Section 4 of the bill:  (a) The amendments to the definition of a “qualified taxpayer” in subdivision (c) made by this act are intended by the Legislature to be declaratory of existing law and shall be operative for taxable years beginning on or after January 1, 1994, and shall expressly apply to any pending claim for refund that is not final as of ____.  [So, for any pending claims for refund, as well as for any original returns to be filed, the QT definition changes will be retroactive in effect.]  (b) The Legislature declares that the regulations of the FTB in effect on January 1, 2003, relating to the definition of a “qualified taxpayer” accurately reflect the Legislature’s original intent with respect to the definition of qualified taxpayer for purposes of the MIC law and are, therefore, declaratory of existing law.  [So, this would give credence to the FTB’s regulation.  Query:  Because the SBE’s SaveMart decision voided the FTB’s QT regulation, it should not be in effect as of 1/1/03 and so is there any effect of this section?]

Section 5 of the bill:  (a) The amendments to the definition of the term “qualified property” in subdivision (d) made by this act, other than the amendments made to subdivision (d)(3) [concerning capitalized labor] are intended by the Legislature to be declaratory of existing law and shall be operative for taxable years beginning on or after January 1, 1994.  [So, this section would also be retroactive.]  (b) The Legislature declares that the federal law, as reflected in the case of Whiteco Industries, Inc. v.

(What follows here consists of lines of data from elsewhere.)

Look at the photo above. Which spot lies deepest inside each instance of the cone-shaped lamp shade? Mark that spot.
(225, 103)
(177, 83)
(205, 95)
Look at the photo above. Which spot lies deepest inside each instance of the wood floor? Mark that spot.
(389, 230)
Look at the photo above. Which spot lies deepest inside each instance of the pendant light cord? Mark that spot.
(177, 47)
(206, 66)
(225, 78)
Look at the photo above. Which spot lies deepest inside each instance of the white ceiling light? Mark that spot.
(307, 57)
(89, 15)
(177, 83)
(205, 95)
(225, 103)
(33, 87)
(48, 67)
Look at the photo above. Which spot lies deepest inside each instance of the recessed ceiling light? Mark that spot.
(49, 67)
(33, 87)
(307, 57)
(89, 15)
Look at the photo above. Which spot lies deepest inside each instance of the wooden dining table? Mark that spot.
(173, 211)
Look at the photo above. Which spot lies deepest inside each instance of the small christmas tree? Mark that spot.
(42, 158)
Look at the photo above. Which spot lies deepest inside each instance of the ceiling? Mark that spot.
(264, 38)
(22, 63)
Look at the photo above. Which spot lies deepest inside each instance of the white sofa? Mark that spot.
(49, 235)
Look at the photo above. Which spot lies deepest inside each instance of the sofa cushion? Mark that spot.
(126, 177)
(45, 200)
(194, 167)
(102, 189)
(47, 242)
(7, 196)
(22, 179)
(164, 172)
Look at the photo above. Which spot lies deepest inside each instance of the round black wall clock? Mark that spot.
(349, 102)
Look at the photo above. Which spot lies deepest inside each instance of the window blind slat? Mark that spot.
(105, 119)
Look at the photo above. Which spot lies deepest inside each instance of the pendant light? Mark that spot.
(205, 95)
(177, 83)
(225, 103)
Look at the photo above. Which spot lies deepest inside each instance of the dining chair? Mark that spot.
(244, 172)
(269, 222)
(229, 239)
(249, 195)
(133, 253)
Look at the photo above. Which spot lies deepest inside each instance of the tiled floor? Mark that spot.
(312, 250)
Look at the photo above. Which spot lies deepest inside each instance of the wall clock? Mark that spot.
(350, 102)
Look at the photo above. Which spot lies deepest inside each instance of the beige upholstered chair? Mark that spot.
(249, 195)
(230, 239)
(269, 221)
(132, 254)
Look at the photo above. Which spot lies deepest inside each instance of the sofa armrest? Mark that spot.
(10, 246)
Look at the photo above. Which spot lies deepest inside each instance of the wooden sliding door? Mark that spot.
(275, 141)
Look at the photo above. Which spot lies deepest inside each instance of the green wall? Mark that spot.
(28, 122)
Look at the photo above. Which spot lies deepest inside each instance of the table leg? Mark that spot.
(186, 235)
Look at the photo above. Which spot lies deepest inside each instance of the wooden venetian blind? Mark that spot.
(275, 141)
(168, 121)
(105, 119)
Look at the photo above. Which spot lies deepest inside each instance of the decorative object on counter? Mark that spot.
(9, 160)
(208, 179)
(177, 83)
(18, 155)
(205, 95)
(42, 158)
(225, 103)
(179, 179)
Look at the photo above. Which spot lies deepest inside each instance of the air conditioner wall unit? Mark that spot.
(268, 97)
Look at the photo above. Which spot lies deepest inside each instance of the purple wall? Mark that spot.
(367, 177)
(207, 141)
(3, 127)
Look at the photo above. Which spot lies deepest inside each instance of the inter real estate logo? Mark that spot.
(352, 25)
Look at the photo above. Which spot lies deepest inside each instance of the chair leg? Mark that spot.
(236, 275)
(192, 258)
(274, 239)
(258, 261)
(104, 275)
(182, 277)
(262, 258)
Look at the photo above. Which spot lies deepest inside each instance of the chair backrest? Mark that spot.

Commissioner (1975) 65 T.C. 664, is to be applied in determining the meaning of the term “tangible personal property” for purposes of subdivision (d).  [So, this would codify the BOE’s Bronco Winery decision.]  (c) These amendments to subdivision (b) of Section 6377 and subdivision (d) of the MIC statute further clarify the Legislature’s original intent, that for purposes of those sections, the term “qualified property” is limited to property of a qualified taxpayer that is used by that taxpayer in an activity that is in a line of business classified in Division D of the SIC Manual and that is primarily used for a particular purpose or in a particular activity.  [So, this section is intended to narrow the MIC further.]  (d) The Legislature further declares that the amendments to subdivision (d) that define a “special purpose building and foundation” clarify that only that portion of a building, including the foundation of that portion of the building, constitutes a special purpose building will qualify for the credit.  [So, this would have the effect of denying the MIC for an entire building.]  (e) It is the intent of the Legislature that the amendments to subdivision (d) referenced in this section all accurately reflect the Legislature’s original intent with respect to the determination of property that constitutes “qualified property” and therefore are declaratory of existing law and shall be operative for taxable years beginning on or after January 1, 1994.  [So, this would make these amendments retroactive.]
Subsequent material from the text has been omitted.